Baumaschinenmeister

Baugerätemeister

Die zertifizierte Baumeisterin als Kennzahl! Tätigkeitsfelder und Aufgabenbereiche Getestete Baumaschinenmeister sind befähigt, folgende Tätigkeiten in der Baubranche als Manager zwischen Planen und Ausführen im ihnen zugewiesenen Verantwortungsbereich auszuführen: Mitwirkung bei der Anlagenplanung; Einrichtung des Maschinenbausektors, insb; Aufrechterhaltung der notwendigen Einsatzmittel; Erstellung von Maschinen-, Werkstatt- und Bauberichten;

Aufgabenzuweisung an die Beschäftigten unter Beachtung der technischen, wirtschaftlichen und sozialen Gesichtspunkte entsprechend ihrer Leistung, Qualifizierung und Zweckmäßigkeit; Kennenlernen und Unterweisung der Beschäftigten; Streben nach einer Partnerschaft mit den Arbeitnehmern; Weiterleitung von Vorschlägen und Belangen der Arbeitnehmer nach eigener Einschätzung; Bestreben einer engen Kooperation mit der Geschäftsleitung und dem Konzernbetriebsrat;

Berufsausbildung der Arbeitnehmer; Überwachung der Entwicklung der Kosten und der Arbeitsleistung; Beschaffung der Ersatzteile und des Materials sowie Sicherstellung von Qualitäts- und Mengenkontrollen; Beeinflussung der Wartung einschließlich der Reparatur von Geräten und Einrichtungen zur Sicherstellung einer reibungslosen und pünktlichen Arbeit; Arbeit für eine problemlose und betriebsbegleitende Kooperation; Mitarbeit mit anderen Betriebsstätten, Kunden, Drittunternehmen und Behörden; Sicherstellung der notwendigen Arbeitsschutzmaßnahmen und Unfallprävention in Absprache mit den an der Arbeitnehmerschutzsituation beteiligten Mitarbeitern und Körperschaften; Einhaltung der Umweltschutzvorschriften.

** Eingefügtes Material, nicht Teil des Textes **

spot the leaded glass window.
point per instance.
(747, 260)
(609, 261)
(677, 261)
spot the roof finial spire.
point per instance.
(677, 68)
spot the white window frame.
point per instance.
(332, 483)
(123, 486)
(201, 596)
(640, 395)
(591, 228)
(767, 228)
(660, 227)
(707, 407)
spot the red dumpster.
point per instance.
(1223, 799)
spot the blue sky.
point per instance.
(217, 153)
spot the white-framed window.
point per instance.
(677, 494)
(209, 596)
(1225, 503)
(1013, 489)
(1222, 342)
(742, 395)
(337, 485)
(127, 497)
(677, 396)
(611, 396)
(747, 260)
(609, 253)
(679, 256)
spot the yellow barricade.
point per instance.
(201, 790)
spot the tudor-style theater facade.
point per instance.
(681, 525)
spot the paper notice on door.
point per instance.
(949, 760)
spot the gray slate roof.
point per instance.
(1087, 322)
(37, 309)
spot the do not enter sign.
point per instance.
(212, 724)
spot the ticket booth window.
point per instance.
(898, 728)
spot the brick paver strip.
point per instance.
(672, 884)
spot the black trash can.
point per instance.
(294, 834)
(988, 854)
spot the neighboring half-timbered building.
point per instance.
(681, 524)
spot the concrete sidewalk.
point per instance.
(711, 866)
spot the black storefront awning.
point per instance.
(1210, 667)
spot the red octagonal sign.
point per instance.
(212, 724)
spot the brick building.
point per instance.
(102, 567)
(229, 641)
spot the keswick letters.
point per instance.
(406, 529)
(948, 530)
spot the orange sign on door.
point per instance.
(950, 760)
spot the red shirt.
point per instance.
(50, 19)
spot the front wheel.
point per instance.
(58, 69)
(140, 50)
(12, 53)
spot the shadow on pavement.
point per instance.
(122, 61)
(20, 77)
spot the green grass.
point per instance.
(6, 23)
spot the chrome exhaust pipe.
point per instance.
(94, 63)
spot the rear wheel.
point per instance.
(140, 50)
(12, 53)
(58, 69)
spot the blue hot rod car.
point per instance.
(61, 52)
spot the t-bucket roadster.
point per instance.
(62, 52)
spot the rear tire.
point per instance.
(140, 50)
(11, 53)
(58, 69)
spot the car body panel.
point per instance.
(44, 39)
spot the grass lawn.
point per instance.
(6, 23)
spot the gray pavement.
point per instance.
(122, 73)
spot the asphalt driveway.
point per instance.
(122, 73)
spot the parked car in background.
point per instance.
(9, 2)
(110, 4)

Zertifizierte Baumaschinenmeister besitzen Wissen, Fähigkeiten und Erfahrung, die sie sich in der Praxis in der Praxis durch eine entsprechende Ausbildung und langjährige Berufspraxis erlangt haben. Sie sind für die Durchführung der oben genannten Tätigkeiten wie folgt qualifiziert: In einer öffentlich-rechtlichen Untersuchung auf der Grundlage der Bundesverordnung vom 26. Juni 1985 (BGBl. I S. 177), letztgültig in der Fassung vom 15. Juni 2009, wurden die genannten "Berufsqualifikationen" durch den zertifizierten Baumaschinenmeister bescheinigt.

Für das Ablegen der Untersuchung wurde ein Zertifikat ausgestell. Eine Person, die eine Abschlußprüfung in einem jeweils angeerkannten Lehrberuf erfolgreich ablegt und dann unter Berücksichtigung der in der Ausbildungsverordnung für den Lehrberuf oder einer vergleichbaren Qualifizierung vorgesehenen Ausbildungszeit eine entsprechende Berufsausübung von mind. 5 Jahren vorweisen kann, wird zur Baumaschinenbaumeisterprüfung aufgenommen.

Als Prüfungsvorbereitung werden auch Trainingsmaßnahmen durchgeführt, deren Laufzeit sich an den unterschiedlichen Funktions- und Managementaufgaben ausrichtet.